Ml Landscape - Learning Module

Loading content...

0/245

Clustering Problems

Discovering Structure in Unlabeled Data

Clustering occupies a unique position in machine learning—it seeks to discover structure without being told what to find. Unlike regression and classification where labels guide learning, clustering must identify natural groupings from data alone. This is unsupervised learning in its purest form.

Clustering answers questions like:

What distinct customer segments exist in our user base?
How do these gene expression patterns naturally group?
What are the main themes in this document collection?
Which images are visually similar to each other?
Are there anomalies that don't fit any natural group?
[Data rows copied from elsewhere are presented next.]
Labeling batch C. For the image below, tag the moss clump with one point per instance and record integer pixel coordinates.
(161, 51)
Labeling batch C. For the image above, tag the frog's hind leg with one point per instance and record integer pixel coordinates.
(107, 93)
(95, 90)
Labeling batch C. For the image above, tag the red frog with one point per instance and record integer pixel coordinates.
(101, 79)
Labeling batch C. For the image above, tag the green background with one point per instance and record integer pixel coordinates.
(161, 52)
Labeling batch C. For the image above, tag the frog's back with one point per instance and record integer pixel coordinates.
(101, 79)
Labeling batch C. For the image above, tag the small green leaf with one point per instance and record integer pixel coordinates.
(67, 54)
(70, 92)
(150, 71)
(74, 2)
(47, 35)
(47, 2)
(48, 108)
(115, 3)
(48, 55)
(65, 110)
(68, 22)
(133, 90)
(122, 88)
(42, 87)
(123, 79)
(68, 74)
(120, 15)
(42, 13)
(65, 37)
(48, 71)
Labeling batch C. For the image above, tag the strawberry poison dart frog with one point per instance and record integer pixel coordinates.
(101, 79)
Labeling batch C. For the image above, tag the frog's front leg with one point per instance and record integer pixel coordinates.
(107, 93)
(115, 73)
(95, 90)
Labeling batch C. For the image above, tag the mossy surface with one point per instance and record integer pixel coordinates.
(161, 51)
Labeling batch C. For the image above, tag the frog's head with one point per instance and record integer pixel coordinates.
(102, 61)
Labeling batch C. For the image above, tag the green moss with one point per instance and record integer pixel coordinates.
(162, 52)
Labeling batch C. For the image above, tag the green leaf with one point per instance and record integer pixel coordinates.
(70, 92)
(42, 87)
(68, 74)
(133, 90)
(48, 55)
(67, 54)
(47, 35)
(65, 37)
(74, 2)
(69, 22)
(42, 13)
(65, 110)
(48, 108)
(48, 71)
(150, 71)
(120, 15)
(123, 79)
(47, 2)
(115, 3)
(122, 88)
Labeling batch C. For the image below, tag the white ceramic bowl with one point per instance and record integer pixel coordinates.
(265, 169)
The absence of labels is both liberating and challenging. There's no ground truth to optimize against—success depends on whether discovered structure is meaningful and useful for downstream tasks.

What You Will Master

By the end of this page, you will understand clustering at a foundational level: formal definitions and objectives, major algorithmic paradigms (partitional, hierarchical, density-based, model-based), the critical role of distance metrics and feature scaling, cluster validity measures, and practical considerations for applying clustering effectively. This knowledge enables you to discover meaningful structure in any unlabeled dataset.

Formal Definition of Clustering

Formalizing clustering is surprisingly subtle. Unlike supervised learning where objective functions are clear, clustering objectives admit multiple valid formulations.

The Basic Setup:

Given a dataset $\mathcal{D} = {x_1, x_2, \ldots, x_n}$ where each $x_i \in \mathbb{R}^d$, clustering seeks a partition: $$\mathcal{C} = {C_1, C_2, \ldots, C_K}$$

such that:

Each point belongs to exactly one cluster: $\bigcup_{k=1}^{K} C_k = \mathcal{D}$
Clusters are non-overlapping: $C_i \cap C_j = \emptyset$ for $i \neq j$
Clusters are non-empty: $C_k \neq \emptyset$ for all $k$

Soft vs. Hard Clustering:

Hard clustering assigns each point to exactly one cluster.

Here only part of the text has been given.